Articles avec #histoires insolites mais vraies tag

Le magazine "Marie-Claire" a indirectement sauvé la vie à Karine...

22 Juin 2017 , Rédigé par Authentiqua Publié dans #Histoires insolites mais vraies

  

 

Octobre 2009. Elles étaient nombreuses ces belles stars de moins de 50 ans qui avaient posé nues dans la revue "Marie-Claire" pour le dépistage du cancer du sein dès 40 ans, le cancer féminin le plus courant et le plus tueur. 
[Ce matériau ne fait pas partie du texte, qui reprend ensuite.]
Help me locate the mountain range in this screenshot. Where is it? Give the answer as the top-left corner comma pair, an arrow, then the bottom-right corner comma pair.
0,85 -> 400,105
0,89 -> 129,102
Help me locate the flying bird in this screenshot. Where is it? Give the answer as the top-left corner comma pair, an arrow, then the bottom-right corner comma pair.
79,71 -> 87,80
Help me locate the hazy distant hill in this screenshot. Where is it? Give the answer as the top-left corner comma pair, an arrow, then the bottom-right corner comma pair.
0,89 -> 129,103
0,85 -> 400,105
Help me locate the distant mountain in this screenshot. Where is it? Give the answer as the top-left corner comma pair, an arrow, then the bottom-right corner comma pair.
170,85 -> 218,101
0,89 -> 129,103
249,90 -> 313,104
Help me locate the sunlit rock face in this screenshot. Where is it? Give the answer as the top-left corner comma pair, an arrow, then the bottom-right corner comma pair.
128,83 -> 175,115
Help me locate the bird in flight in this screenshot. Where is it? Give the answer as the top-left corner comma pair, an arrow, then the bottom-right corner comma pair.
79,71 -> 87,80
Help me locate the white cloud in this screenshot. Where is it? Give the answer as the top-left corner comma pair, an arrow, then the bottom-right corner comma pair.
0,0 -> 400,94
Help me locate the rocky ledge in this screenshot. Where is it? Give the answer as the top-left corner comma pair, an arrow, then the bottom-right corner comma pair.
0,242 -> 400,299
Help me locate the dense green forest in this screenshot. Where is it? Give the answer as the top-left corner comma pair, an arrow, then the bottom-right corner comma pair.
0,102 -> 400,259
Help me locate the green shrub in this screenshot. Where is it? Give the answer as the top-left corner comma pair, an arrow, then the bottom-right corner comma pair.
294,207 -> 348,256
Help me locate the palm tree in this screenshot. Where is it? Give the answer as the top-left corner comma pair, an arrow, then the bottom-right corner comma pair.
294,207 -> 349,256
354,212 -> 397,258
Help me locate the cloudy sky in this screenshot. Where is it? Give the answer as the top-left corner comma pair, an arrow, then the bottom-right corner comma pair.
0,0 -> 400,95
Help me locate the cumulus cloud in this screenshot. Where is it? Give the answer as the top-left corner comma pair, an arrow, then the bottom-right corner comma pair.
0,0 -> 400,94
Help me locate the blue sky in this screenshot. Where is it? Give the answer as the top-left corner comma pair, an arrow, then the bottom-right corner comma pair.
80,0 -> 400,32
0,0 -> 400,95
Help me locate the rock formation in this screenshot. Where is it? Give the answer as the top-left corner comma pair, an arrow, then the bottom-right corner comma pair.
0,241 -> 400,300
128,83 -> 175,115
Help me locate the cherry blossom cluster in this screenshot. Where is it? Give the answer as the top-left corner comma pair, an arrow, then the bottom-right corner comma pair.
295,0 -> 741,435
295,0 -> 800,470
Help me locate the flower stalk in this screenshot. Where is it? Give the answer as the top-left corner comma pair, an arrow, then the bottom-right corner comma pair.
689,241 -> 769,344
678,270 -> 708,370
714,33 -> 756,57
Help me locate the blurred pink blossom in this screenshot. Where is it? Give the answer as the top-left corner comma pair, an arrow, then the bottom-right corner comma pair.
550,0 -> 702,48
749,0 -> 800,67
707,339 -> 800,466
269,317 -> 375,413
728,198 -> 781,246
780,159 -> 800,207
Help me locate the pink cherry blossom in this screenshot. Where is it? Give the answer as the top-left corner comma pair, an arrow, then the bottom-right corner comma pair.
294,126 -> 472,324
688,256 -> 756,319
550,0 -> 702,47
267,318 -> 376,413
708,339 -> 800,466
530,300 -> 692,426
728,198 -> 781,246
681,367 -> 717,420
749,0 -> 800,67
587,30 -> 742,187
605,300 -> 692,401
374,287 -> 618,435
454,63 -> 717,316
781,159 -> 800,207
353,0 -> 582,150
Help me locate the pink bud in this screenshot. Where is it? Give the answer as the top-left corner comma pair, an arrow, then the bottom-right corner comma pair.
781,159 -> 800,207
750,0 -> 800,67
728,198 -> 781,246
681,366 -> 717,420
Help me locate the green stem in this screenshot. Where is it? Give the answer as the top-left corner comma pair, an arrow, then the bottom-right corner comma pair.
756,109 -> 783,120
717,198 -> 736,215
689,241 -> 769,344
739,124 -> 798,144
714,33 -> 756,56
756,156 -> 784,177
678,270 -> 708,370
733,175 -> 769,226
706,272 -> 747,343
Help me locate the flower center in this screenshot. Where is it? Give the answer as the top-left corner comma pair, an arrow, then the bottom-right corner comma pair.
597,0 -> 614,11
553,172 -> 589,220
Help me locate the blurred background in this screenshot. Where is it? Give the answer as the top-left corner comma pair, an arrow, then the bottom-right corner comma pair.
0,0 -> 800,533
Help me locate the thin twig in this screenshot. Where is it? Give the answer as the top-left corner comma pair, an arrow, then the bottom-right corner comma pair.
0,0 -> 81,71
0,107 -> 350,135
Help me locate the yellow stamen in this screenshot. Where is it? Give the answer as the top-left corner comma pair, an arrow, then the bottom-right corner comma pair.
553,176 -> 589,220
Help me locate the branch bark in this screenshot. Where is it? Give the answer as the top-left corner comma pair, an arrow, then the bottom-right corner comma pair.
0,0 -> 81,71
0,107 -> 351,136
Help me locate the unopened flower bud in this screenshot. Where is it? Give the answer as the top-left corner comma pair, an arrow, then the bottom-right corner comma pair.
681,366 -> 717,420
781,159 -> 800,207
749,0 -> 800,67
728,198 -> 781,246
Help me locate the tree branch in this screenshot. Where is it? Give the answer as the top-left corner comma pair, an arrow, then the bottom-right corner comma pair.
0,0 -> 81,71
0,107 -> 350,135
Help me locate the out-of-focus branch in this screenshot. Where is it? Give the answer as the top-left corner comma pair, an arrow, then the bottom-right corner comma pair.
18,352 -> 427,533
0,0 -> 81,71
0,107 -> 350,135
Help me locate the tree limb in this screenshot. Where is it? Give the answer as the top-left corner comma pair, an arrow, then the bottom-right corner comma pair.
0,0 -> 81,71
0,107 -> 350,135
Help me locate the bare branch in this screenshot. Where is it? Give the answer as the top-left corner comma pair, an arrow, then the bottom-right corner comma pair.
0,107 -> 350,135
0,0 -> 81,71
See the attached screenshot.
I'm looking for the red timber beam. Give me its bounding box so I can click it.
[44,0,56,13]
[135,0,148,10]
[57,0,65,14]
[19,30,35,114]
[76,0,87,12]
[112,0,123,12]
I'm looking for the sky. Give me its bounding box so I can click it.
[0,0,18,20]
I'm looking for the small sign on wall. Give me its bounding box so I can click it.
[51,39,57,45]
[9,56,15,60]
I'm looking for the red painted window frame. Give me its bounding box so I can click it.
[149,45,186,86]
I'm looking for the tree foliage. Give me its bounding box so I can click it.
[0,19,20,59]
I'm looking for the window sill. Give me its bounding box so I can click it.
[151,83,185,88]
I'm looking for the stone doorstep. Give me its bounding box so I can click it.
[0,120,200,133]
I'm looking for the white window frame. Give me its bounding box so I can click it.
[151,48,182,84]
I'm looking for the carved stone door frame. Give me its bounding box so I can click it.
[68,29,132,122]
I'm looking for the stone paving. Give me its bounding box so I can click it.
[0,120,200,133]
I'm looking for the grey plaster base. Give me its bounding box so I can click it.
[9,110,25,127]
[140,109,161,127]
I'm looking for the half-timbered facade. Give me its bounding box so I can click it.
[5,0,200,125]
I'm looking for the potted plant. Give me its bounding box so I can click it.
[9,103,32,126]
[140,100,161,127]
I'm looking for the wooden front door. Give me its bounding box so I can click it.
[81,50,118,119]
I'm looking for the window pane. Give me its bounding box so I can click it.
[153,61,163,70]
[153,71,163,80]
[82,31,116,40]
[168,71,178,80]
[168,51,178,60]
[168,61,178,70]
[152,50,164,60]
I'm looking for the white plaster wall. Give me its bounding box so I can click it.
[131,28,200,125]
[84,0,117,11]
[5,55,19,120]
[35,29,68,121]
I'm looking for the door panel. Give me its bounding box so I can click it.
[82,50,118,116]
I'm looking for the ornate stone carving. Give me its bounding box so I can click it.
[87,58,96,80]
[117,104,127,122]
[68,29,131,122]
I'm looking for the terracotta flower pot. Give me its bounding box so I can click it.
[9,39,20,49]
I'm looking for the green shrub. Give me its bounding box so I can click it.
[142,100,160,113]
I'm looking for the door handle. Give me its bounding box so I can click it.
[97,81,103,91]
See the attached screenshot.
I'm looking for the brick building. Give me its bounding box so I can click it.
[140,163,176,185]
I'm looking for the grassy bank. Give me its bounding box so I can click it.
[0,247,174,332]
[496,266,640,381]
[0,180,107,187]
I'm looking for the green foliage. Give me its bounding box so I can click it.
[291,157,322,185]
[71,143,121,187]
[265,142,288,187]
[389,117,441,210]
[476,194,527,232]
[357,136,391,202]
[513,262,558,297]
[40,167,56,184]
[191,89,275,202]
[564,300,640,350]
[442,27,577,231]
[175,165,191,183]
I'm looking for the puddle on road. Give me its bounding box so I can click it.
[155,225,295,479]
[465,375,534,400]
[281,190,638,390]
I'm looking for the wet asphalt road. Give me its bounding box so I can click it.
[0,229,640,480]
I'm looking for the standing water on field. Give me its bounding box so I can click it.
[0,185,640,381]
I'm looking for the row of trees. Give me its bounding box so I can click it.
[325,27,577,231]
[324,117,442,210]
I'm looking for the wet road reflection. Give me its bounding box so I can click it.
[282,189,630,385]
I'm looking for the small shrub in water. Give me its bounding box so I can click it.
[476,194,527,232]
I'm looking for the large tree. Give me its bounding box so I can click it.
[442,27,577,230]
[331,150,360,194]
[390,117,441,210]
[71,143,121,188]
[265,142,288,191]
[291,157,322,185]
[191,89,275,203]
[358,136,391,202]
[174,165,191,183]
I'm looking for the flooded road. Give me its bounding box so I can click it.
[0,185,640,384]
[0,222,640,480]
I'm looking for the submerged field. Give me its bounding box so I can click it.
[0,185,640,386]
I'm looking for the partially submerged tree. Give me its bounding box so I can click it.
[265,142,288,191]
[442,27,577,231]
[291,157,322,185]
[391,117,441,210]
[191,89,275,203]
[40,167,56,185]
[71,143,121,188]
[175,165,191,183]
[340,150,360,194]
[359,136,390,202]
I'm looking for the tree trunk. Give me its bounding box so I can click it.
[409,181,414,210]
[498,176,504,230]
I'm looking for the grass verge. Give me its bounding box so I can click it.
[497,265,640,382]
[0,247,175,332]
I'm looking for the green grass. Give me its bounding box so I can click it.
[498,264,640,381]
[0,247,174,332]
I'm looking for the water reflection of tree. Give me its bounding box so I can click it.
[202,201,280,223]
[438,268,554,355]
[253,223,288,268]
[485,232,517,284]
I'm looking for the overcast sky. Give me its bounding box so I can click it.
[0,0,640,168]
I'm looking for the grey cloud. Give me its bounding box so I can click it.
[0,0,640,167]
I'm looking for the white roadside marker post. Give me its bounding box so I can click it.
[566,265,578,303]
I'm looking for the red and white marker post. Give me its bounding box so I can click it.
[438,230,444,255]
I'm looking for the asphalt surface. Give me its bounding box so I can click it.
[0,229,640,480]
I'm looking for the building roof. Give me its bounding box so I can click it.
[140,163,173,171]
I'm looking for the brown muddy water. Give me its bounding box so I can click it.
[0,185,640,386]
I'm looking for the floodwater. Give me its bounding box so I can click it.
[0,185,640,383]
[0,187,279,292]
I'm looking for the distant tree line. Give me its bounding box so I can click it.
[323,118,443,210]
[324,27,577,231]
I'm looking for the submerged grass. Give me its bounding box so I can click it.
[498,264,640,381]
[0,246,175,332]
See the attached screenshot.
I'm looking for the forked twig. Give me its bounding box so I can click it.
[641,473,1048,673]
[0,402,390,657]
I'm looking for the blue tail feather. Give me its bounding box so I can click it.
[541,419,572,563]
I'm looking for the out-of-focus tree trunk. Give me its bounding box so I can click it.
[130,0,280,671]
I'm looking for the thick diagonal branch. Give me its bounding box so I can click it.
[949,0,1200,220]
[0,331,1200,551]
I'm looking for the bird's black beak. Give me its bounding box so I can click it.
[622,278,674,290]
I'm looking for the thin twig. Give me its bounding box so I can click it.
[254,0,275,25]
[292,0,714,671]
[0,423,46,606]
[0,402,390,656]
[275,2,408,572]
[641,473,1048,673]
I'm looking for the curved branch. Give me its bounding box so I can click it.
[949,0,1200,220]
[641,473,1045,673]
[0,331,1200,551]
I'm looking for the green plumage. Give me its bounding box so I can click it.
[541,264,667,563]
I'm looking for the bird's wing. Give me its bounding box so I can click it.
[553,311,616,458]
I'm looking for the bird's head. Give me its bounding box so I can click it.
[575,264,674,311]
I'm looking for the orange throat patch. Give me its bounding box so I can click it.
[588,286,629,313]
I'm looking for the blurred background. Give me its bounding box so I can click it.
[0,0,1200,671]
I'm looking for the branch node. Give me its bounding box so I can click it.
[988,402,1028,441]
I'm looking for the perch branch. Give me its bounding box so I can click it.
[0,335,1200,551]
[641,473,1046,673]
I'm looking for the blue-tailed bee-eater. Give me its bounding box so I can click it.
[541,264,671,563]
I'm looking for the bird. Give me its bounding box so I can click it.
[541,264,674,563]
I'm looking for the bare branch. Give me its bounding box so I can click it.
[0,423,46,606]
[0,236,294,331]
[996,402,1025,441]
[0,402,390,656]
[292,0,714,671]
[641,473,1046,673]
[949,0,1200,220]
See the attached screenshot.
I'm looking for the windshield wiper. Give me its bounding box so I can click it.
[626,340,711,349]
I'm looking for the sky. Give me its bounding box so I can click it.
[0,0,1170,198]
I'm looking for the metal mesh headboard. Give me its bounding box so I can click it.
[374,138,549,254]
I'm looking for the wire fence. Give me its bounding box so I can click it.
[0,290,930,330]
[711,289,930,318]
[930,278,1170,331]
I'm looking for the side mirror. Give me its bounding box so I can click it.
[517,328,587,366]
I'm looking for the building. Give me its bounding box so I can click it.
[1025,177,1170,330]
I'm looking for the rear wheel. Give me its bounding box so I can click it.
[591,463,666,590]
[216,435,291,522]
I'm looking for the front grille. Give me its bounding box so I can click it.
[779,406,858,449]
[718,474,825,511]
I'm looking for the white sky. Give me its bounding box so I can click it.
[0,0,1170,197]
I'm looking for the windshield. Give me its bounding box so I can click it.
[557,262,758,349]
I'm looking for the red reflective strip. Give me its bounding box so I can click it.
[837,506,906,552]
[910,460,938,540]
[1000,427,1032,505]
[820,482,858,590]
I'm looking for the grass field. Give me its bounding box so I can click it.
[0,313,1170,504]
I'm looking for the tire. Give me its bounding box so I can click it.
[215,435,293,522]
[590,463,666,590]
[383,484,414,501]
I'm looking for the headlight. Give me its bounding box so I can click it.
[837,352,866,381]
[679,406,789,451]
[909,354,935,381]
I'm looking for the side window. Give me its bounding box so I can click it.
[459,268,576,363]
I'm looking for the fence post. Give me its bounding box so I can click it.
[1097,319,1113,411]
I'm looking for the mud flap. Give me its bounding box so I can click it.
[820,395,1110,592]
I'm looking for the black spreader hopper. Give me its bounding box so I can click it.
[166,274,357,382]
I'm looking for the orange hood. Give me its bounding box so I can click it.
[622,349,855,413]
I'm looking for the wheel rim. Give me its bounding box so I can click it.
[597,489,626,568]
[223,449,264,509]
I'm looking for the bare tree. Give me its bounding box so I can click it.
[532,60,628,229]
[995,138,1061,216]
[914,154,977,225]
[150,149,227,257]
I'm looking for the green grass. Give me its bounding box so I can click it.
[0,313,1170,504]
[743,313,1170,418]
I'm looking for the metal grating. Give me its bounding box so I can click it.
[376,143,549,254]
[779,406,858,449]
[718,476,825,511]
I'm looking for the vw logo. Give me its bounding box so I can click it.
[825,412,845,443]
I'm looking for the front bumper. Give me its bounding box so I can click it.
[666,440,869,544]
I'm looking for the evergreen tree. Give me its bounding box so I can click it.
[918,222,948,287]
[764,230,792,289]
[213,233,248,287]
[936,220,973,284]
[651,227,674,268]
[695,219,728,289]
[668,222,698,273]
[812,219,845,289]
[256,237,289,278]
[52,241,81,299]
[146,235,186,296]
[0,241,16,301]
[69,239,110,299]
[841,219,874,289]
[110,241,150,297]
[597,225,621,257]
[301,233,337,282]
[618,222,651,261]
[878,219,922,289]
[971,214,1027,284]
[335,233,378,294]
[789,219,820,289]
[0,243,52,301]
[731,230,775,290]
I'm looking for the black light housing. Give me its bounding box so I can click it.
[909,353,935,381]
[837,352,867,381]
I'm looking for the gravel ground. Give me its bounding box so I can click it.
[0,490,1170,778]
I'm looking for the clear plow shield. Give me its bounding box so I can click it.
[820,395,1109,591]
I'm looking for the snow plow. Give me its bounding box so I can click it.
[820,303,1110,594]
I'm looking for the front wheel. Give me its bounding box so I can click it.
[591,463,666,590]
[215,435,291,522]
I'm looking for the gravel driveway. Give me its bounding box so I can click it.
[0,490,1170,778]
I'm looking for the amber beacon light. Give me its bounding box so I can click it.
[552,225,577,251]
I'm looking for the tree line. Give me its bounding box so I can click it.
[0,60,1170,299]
Karine allait avoir 40 ans. Elle a consulté sa gynéco. Après la palpation rapide des seins, la routine, tout était "normal" pour la gynécologue. La palpation des seins permet plus facilement de déceler un cancer chez les femmes matures ou seniors (+35 ans) que chez les jeunes filles et les jeunes femmes car les seins sont moins denses... Il faut être honnête cet examen ne sert à rien, même chez les femmes de 40 ans et +. Une palpation des seins est inutile dans 98 % des cas... Un cancer fait souvent quelques millimètres... et une palpation s'avère totalement inefficace.  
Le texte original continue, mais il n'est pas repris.